8.13.2013

The True Lives of The Fabulous Killjoys #3 [Make Some Noise!]

The True Lives of The Fabulous Killjoys #3 (Dark Horse): In terms of moving players around the chess board, there’s actually not a whole lot exciting that occurs in this issue from a plotting standpoint, but thematically speaking, it’s a target rich environment, revealing either dense forethought on the part of the creators, or one of those “happy accidents” of the creative process you often hear about. These thematic mantras I invented for myself on-the-fly kept swirling around my brain: “Detritus in The Desert.” “See The Unseen.” “Color is The Key.” “BLI Counts Numbers, Not Emotions.” They played like track titles to a lost soundtrack that existed mostly in my mind. DJ Cherri Cola and a fellow DJ(?)-cum-Ron Kovic-style-VFW (nick)named simply “D” attempt to briefly mentor The Girl (seeing that “unseen” as a tactical advantage). Meanwhile, Korse is on the move in Battery City (with a surprising outcome), while Porno Droids “Blue” and “Red” continue their quest to extend their “life,” of sorts. We also get more of that delicious backmatter that the creative team uses as shorthand to in-story world-build with flair instead of with blatant character exposition. That’s essentially the plot for you, but once one of the Ultra V’s donned some makeshift red lipstick, “Detritus in The Desert” was the mantric track I invented, which then began to play in my head.

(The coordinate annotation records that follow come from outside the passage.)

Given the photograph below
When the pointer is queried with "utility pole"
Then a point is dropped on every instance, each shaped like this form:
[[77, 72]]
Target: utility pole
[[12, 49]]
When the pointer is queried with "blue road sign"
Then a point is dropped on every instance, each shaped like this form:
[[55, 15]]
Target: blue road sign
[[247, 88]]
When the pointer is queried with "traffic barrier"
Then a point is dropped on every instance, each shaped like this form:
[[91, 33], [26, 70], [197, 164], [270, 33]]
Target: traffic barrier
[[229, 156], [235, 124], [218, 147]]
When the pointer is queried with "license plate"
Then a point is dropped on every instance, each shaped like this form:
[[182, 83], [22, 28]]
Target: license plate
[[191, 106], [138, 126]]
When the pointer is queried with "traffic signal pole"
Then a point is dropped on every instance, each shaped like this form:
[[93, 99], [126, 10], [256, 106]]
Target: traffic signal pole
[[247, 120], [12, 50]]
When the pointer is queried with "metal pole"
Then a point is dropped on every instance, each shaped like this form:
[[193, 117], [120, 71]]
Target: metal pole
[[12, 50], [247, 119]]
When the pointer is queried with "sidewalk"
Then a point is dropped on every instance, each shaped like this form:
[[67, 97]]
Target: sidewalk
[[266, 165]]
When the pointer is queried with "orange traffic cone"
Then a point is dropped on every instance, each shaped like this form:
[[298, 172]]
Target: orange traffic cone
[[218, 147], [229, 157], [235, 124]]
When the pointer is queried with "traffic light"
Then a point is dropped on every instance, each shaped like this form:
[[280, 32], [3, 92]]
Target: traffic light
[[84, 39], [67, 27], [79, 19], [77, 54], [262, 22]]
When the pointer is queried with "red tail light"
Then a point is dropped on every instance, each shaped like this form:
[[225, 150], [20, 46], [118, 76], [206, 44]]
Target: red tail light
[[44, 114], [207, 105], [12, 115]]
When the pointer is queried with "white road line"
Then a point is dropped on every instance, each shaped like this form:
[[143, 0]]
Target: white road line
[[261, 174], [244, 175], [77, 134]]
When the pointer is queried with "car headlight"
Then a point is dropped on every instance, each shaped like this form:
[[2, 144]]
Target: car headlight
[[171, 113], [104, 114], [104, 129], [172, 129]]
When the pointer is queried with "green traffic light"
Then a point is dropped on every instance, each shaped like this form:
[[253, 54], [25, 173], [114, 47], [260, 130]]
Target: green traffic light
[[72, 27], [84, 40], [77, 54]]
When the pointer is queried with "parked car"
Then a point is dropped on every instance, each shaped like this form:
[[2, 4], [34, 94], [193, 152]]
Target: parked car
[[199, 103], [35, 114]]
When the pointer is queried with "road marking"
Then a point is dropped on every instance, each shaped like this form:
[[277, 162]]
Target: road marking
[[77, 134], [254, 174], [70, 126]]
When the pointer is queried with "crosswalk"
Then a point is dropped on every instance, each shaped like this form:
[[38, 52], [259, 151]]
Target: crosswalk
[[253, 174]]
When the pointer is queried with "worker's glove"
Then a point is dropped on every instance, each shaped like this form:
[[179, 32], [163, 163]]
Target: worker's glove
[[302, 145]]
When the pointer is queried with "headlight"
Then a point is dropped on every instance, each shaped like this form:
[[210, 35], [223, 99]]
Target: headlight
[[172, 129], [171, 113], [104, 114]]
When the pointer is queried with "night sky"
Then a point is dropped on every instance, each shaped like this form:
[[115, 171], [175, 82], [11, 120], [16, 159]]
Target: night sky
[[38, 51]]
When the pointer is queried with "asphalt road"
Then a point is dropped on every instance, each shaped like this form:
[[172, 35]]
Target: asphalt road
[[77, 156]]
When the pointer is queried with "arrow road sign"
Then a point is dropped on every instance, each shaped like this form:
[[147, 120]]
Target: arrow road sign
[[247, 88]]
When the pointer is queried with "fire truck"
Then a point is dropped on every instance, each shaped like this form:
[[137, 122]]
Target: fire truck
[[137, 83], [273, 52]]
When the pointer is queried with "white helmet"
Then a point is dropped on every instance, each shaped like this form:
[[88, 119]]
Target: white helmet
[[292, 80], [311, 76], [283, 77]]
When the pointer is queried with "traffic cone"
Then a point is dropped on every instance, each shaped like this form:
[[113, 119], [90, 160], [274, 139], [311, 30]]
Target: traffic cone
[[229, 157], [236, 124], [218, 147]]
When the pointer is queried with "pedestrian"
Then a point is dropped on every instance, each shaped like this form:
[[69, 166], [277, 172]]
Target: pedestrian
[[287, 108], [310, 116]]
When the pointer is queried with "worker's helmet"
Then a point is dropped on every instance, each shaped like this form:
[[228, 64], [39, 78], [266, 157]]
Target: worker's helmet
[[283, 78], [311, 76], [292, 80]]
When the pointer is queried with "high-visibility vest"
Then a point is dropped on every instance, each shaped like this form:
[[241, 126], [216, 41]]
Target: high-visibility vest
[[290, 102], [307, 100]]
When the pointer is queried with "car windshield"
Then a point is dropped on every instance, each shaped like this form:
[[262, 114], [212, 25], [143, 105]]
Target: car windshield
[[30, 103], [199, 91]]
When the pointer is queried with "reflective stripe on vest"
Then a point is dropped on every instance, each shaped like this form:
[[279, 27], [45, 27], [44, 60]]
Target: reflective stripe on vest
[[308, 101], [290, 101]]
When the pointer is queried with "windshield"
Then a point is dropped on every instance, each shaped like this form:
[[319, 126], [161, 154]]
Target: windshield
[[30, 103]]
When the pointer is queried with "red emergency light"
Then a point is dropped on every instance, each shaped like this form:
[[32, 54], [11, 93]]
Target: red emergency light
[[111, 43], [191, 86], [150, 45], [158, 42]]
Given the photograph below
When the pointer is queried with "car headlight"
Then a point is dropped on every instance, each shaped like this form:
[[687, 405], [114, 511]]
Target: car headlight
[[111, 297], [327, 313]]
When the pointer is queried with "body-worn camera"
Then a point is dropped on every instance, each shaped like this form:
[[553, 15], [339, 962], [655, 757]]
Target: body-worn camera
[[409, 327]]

The red lipstick is a nothing device in the grand scheme of things, itself a throwaway item. But, out there in the arid desert, it’s a stand-in for something more powerful. Like the empty cans of irradiated soda, the concrete shells of long empty swimming pools, or the seemingly fetishized masks running rampant, the red lipstick is an object imbued with meaning, one that represents a small glimpse of a lost culture of individuality that inspires passion against the homogenized onslaught of control that is BLI. The world is a shadow of its former self. The Fabulous Killjoys is sometimes an exercise in those very shadows. The Girl is a hero (an orphan of a bankrupt culture, to quote Hans Gruber), whether she realizes it yet or not. All of us good J. Campbell-ians know that the hero’s journey requires that people are daring enough to step out from the shadows, leaving  behind the known, plunging into the new, where the outcome is uncertain at best, and long odds at worst. Thus, Korse may step out from the shadow of his employer. The Girl may step out from the shadow of her fate and the aid of her would-be helpers. Blue and Red may step out from the shadow of the daily grind (pun intended) and their former lives. Cherri Cola may step out from his own history and hesitation. Everyone may step out from under the thumb of BLI. It’s worth noting that Battery City is even more bleak than we’ve seen in previous glimpses, with broken down droids littering the streets beside insurgent graffiti, perhaps suggesting the people are collectively ready to rise up. Ready to step out of the shadow of their mass opiates of control, no longer content to do nothing like the wave-head addict adrift in the desert.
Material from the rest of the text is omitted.